If I had a Book of Answers to sell you or a Book of Questions, which one would you be interested in? There was a time when I would have bought the Book of Answers, because that’s what I was looking for. I wanted the answers to life’s problems. I wanted to answer everyone’s questions. I thought that if Christianity answered everything, then everyone would want to be a Christian.
Actually the opposite is the case. Answers are what make Christians boring and dogmatic. With answers, it turns out to be “my way or the highway,” and who wants to cozy up to that? Christians who have bought the Book of Answers in many ways discourage the process by which people actually come to faith in Christ. Answers lead to a dead end. There’s nothing more to talk about — nothing more to explore.
Answers are often stagnant. Answers so often end the conversation. There’s nowhere else for the discussion to go. So there it is; there is the answer — take it or leave it — and if there are no more questions, then I guess we’re done.
In contrast, questions humble us. They open us up. Questions lead to lively discussions that almost always lead to more questions. Questions make us think. They help us to know each other more deeply. Questions feed the conversation as we walk alongside each other. No matter how far we go, there will still be questions on the table, sometimes more than when we started. So we are never “done.”
Questions reveal where we agree and where we don’t, but even when we don’t, questions allow us to keep the discussion open-ended. We’ll come back to it another time. Who knows: we might see things differently the next time we talk. Questions allow us to live with each other in the meantime.

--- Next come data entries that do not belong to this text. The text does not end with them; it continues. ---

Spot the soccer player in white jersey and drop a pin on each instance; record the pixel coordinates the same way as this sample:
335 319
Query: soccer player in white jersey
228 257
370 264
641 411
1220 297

Most importantly, questions capture the magnificence of God more than answers do. I’m always amazed when I look at the Book of Job and discover how there are more questions in the end of that book when God finally speaks and “answers” Job’s questions than there are in the beginning. In other words, God answers Job’s questions with even more questions — the weight of which crushes Job in showing him how little he is and how grand and all-powerful God is. Indeed, His ways are not our ways; His thoughts are not our thoughts. So much so that Job proclaims in the end, “My ears had heard of you but now my eyes have seen you. Therefore I despise myself and repent in dust and ashes” (Job 42:5-7). Repent? What did Job have to repent of? The notion that he and all his friends could actually have an answer to his situation. There are certain things we simply cannot know, and there is no one who can answer that except to humbly repent of the assumption that you could.





I always thought the answers were in the question{s}. They reveal the heart. I am living through the answer to my question: Why did Bobby have to die?
Yes. The answers are in the questions. That’s why we are calling our current project, “Between the Answers.”